Wo liegt die Bauchspeicheldrüse und welche Blutgefäße versorgen sie? Das an ein Zirkeltraining angelegte neue Lehrkonzept der Anatomin Prof. Dr. Anja Bräuer und ihrer Mitarbeiterin Dr. Esther Maier soll die räumliche Lage von Organen und Leitungsbahnen im Bauchraum für Studierende begreifbar machen. Die beiden entwickeln zunächst fünf Stationen mit fachspezifischen Lerninhalten zum Thema „Abdomen“ für Studierende der Studiengänge Humanmedizin, Physik-Technik-Medizin, Sportwissenschaft und Medizinische Informatik. Ziel ist, dass die Studierenden die räumliche Anatomie in all ihrer Komplexität erfahren können. Neben klassischen, bewährten Methoden wie dem Studieren der menschlichen Anatomie anhand von Modellen oder „in vivo“ – durch Abtasten von Versuchspersonen – umfasst ihr „Zirkeltraining Anatomie“ einen virtuellen Seziertisch, ein digitales Lerntool und demnächst auch Augmented-Reality-Brillen. So sollen die Studierenden ihr räumliches Vorstellungsvermögen schulen, um die Anatomie besser zu verstehen und Erfahrung im Umgang mit modernen digitalen Konzepten in der Medizin zu sammeln.

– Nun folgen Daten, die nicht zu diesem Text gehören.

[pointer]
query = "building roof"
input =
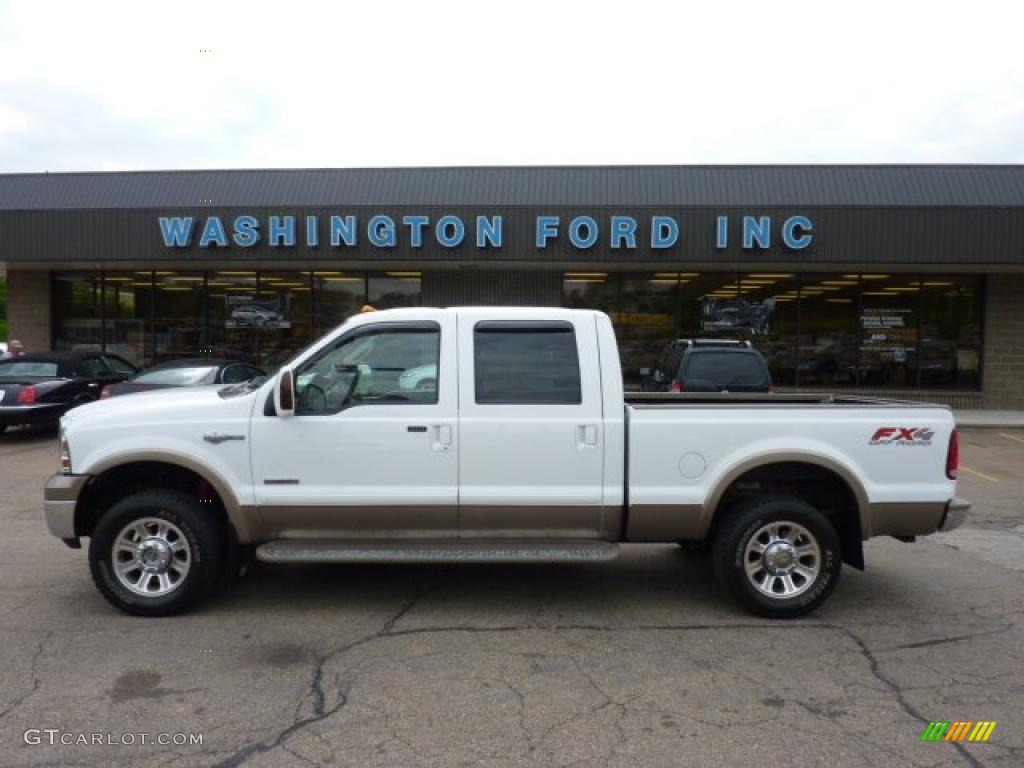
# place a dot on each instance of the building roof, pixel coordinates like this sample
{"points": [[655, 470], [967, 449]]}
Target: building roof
{"points": [[822, 185]]}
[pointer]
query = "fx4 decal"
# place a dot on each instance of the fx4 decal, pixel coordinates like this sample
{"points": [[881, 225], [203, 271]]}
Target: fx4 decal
{"points": [[902, 436]]}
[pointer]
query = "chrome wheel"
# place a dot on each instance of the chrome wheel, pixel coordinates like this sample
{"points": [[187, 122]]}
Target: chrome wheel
{"points": [[782, 559], [152, 557]]}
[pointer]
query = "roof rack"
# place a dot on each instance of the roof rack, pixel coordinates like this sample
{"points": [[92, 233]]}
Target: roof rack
{"points": [[711, 343]]}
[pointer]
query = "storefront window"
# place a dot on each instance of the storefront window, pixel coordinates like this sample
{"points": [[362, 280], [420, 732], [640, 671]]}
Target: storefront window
{"points": [[128, 309], [647, 318], [770, 300], [827, 341], [814, 330], [235, 315], [950, 332], [78, 312], [177, 314], [393, 290], [338, 295], [282, 313], [889, 331]]}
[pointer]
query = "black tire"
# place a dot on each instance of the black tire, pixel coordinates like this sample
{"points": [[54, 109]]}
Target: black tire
{"points": [[731, 557], [202, 530]]}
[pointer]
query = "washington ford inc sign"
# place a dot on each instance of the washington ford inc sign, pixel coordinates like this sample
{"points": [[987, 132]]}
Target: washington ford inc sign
{"points": [[382, 230]]}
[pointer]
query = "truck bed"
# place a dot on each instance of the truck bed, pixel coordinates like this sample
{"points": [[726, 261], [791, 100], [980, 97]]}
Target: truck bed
{"points": [[651, 399]]}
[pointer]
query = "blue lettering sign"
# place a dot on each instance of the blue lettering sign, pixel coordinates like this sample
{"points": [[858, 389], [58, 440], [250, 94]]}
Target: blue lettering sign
{"points": [[664, 231], [624, 228], [282, 231], [577, 226], [312, 230], [488, 231], [547, 227], [176, 230], [757, 230], [722, 236], [246, 231], [213, 231], [380, 231], [343, 230], [451, 230], [416, 224], [794, 240]]}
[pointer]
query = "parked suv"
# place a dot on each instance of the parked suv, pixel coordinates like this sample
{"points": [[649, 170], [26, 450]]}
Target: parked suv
{"points": [[710, 366]]}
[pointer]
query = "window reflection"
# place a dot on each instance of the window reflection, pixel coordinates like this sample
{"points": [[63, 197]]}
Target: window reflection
{"points": [[127, 303], [177, 314], [78, 301], [814, 330], [282, 312], [393, 290]]}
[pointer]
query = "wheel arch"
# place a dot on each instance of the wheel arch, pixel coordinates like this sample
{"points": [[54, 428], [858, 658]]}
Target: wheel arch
{"points": [[114, 475], [780, 470]]}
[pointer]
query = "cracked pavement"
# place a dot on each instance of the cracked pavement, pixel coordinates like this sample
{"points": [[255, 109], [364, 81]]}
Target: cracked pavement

Spielerisch zum Unternehmer werden

Ein Geschäftsmodell zu entwickeln zählt zu den schwierigsten Aufgaben für Unternehmensgründerinnen und -gründer. Das Seminar „Gründungsmanagement“ von Prof. Dr. Alexander Nicolai vom Department für Wirtschafts- und Rechtswissenschaften soll künftig Studierende aller Fächer dabei mit den Möglichkeiten des Game-based Learnings unterstützen, also der Wissensvermittlung durch Computer- oder Videospiele. Gemeinsam mit seinen Wissenschaftlichen Mitarbeitern entwickelt Nicolai ein digitales und interaktives Spiel, um Interessierten einen niedrigschwelligen Einstieg in die Geschäftsmodellentwicklung zu ermöglichen. „Ein Spiel vermittelt nicht nur Wissen, sondern senkt gleichzeitig Berührungsängste und steigert die Motivation der Teilnehmenden“, erläutert Nicolai. So sei möglich, das komplexe Thema der Gründung eines Start-ups praxisnah und spannend zu vermitteln.

Interaktiv von Anfang an

Wie entsteht ein soziales Dilemma – und wie lässt es sich wieder auflösen? Experimente zu ökonomischen Fragen wie dieser bieten einen hervorragenden Anknüpfungspunkt, um die Vorteile der digitalen Lehre noch besser zu nutzen, finden Prof. Dr. Dirk Loerwald und Markus Allbauer-Jürgensen aus dem Bereich Ökonomische Bildung. Die beiden wollen interaktive digitale Experimente in zwei Grundlagenvorlesungen einbinden, die angehenden Lehrkräften der Fächer Wirtschaft und Politik-Wirtschaft zentrale ökonomische Konzepte nahebringen – und zwar unabhängig davon, ob die Lehrveranstaltung komplett digital, hybrid oder in Präsenz stattfindet. Digitale Experimente, beispielsweise zum internationalen Handel, zu nachhaltigem Konsum oder Preisbildung sollen die Studierenden aktiv in die Vorlesungen einbeziehen. So entwickeln sie bereits in der Anfangsphase ihres Studiums entscheidungsorientierte Kompetenzen und schärfen ihr Urteilsvermögen.